His concerns stem from a graph Tesla shared to mark a key milestone: one billion miles driven using Full Self-Driving, the company’s highly fraught advanced driver assist system. He then compares it with a new graph released during Tesla’s latest earnings call — an event that came with its own eyebrow raising moments.

The point of the side-by-side is this: according to Moskovitz, the automaker is wrongly recognizing its deferred revenue — revenue for a product that hasn’t been delivered, like an annual subscription fee — as earned revenue through the wider release of its Autopark feature last month. This is a sketchy move, Moskovitz claims, because an earlier version of Autopark was already released with FSD years ago, resulting in inflated numbers.

“The data is presented in fraudulent ways, and it doesn’t say what they claim it says even when they make it up,” he wrote.

Better Days

Moskovitz, who is now CEO and co-founder of the software company Asana, has a history of criticizing Tesla and its owner Elon Musk. And to be sure, his claims this time around are extremely bold.

But with all the controversies surrounding the safety of FSD and Autopilot, including scrutiny from the federal government, plus Tesla’s continued failure to actually achieve fully autonomous driving, it’s undeniable that the EV leader is treading on thin ice.

Internally, there’s plenty of strife at the automaker. In the past few weeks, three of Tesla’s top executives resigned, one of whom departed in the middle of that eventful earnings call.

And cooked books or not, some of the automaker’s metrics are looking utterly dismal.
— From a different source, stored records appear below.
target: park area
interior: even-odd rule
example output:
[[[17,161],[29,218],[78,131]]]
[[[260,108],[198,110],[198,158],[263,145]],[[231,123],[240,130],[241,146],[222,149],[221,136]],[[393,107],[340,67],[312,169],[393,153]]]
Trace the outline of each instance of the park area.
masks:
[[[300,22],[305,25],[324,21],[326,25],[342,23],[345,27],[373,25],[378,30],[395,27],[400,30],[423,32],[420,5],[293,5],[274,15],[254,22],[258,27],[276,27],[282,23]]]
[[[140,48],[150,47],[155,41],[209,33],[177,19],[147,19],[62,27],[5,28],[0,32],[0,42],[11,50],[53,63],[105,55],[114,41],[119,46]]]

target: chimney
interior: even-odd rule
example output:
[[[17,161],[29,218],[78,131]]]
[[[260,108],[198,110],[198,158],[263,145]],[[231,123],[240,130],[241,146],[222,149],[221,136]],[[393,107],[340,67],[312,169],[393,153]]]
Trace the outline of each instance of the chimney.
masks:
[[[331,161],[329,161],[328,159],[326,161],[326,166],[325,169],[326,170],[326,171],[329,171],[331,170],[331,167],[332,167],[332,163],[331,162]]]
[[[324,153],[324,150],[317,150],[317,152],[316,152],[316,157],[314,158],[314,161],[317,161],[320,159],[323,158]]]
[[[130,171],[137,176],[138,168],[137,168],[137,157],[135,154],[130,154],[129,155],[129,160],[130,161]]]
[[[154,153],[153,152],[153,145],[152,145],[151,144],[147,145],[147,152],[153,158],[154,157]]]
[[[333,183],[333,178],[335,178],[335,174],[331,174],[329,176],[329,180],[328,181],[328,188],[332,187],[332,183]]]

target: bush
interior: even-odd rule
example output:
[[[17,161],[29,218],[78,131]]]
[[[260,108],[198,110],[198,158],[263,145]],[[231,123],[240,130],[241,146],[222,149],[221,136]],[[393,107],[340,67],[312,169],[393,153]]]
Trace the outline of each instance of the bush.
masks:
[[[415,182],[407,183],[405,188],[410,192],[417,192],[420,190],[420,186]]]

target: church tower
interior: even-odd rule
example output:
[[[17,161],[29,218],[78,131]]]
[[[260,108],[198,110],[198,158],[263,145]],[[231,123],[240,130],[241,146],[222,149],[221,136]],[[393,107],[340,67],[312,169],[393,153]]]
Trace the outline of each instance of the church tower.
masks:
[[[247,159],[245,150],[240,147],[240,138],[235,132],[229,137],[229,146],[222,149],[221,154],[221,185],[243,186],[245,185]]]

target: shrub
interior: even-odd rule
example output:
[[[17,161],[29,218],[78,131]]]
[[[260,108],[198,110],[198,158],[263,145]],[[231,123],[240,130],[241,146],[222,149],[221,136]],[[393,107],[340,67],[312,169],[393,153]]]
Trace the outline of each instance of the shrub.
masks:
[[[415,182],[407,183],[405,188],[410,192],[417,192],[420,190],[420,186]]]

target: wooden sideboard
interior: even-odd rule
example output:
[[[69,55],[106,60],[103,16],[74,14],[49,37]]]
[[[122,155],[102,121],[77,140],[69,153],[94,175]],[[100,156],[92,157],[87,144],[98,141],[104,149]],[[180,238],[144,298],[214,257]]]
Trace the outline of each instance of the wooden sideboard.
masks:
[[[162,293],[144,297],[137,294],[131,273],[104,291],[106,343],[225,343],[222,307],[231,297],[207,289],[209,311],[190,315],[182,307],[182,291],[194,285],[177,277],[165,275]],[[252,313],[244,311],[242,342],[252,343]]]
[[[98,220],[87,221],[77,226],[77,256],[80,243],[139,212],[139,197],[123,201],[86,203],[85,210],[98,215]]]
Its profits fell by a whopping 55 percent, and it sold less cars this quarter than it did in the same period last year.

It certainly hasn’t helped that Musk has vacillated on whether Tesla would finally put out an affordable, $25,000 EV — something the company’s backers have been desperate for. He ultimately, although not convincingly, landed on “yes” during the earnings call (Musk also once again teased Tesla’s foray into robotaxis, which saw its stock recover from a near one-year low.)

All of this is a questionable look for the automaker. But if we’re going claim that there’s some Enron level of catastrophic scandal unfolding over there, we’re going to need to see more than a few botched graphs. Not that we’d put lying past Musk, of course.